Normalization leakage: figures and/or preprocessing appear to use normalization statistics computed over the full dataset (including validation/test), which constitutes information leakage and can bias both representation learning and reported analyses (Figures 1–3 and related text).

Recommendation: Recompute all scalers (means/stds) using training data only, apply the same transform to validation/test, and regenerate affected figures/metrics. State this explicitly in Sec. 2.1/Sec. 3.1. If results change, report the updated performance numbers in Sec. 3.5–3.6.

Minor Issues (9):

Ambiguities and internal inconsistencies in the augmentation description: Sec. 2.3 suggests scale-factor binning for the M–C fit, while Sec. 3.3 reports a single global fit; augmentation multiplicity $K$ is inconsistent ($K=2$–$3$ in Sec. 2.3–2.4 vs “one augmented copy” in Sec. 3.3–3.4, and “700 augmented for 700 original”).

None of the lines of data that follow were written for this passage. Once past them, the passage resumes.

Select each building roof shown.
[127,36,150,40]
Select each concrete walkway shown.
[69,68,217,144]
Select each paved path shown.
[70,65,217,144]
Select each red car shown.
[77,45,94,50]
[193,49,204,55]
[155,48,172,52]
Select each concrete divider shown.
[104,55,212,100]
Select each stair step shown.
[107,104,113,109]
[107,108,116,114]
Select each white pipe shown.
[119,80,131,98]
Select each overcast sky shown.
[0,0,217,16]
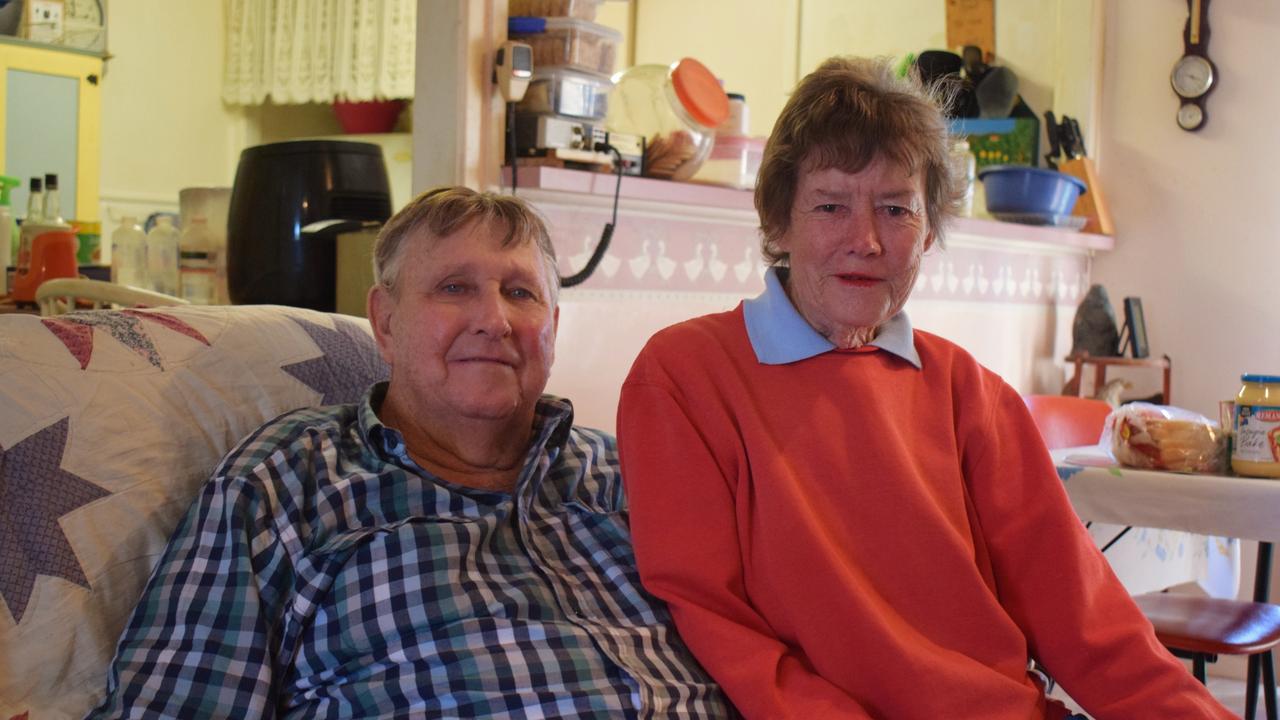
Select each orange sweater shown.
[618,306,1233,720]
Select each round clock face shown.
[1169,55,1213,97]
[1178,102,1204,129]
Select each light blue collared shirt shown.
[742,268,920,369]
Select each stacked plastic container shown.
[507,0,622,140]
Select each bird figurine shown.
[1071,284,1120,357]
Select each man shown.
[91,188,730,717]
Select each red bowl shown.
[333,100,404,135]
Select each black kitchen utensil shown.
[973,67,1018,118]
[1057,115,1080,160]
[1064,118,1088,158]
[1044,110,1062,170]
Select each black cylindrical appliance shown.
[227,140,392,313]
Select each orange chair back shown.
[1023,395,1111,450]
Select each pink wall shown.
[520,172,1090,430]
[1094,0,1280,418]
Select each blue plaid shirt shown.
[90,384,731,720]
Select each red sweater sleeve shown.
[956,374,1234,720]
[618,380,869,719]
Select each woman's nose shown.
[847,219,884,258]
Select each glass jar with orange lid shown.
[604,58,728,181]
[1231,374,1280,478]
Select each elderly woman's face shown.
[778,156,933,347]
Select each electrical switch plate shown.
[23,0,63,42]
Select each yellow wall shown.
[101,0,246,215]
[632,0,800,135]
[624,0,1100,142]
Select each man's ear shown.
[365,284,396,365]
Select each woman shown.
[618,59,1231,720]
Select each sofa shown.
[0,306,388,720]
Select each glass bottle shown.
[44,173,67,225]
[111,215,151,288]
[147,215,179,296]
[178,215,218,305]
[14,178,45,275]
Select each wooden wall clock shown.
[1169,0,1217,132]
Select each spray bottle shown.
[0,176,22,295]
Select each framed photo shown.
[22,0,64,44]
[1124,297,1151,357]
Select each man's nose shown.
[471,290,511,337]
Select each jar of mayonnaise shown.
[1231,375,1280,478]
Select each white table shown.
[1052,447,1280,542]
[1052,446,1239,598]
[1052,447,1280,712]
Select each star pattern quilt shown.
[0,306,389,720]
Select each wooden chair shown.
[1023,395,1280,720]
[1023,395,1111,450]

Recommendation: Make the augmentation definition unambiguous and consistent across Sec. 2.3–2.4 and Sec. 3.3–3.4: specify whether the M–C relation is global or per-bin, specify the final $K$ used for all reported experiments, and adjust any dataset size statements accordingly. If multiple variants were tried, summarize them as an ablation.
Potential mathematical inconsistency in augmentation bounds: the text mixes sampling $\log_{10}(C)$ with clipping bounds that appear to be in linear $C$ units (Sec. 2.3). As written, the perturbation distribution is ill-defined and could materially alter augmentation strength.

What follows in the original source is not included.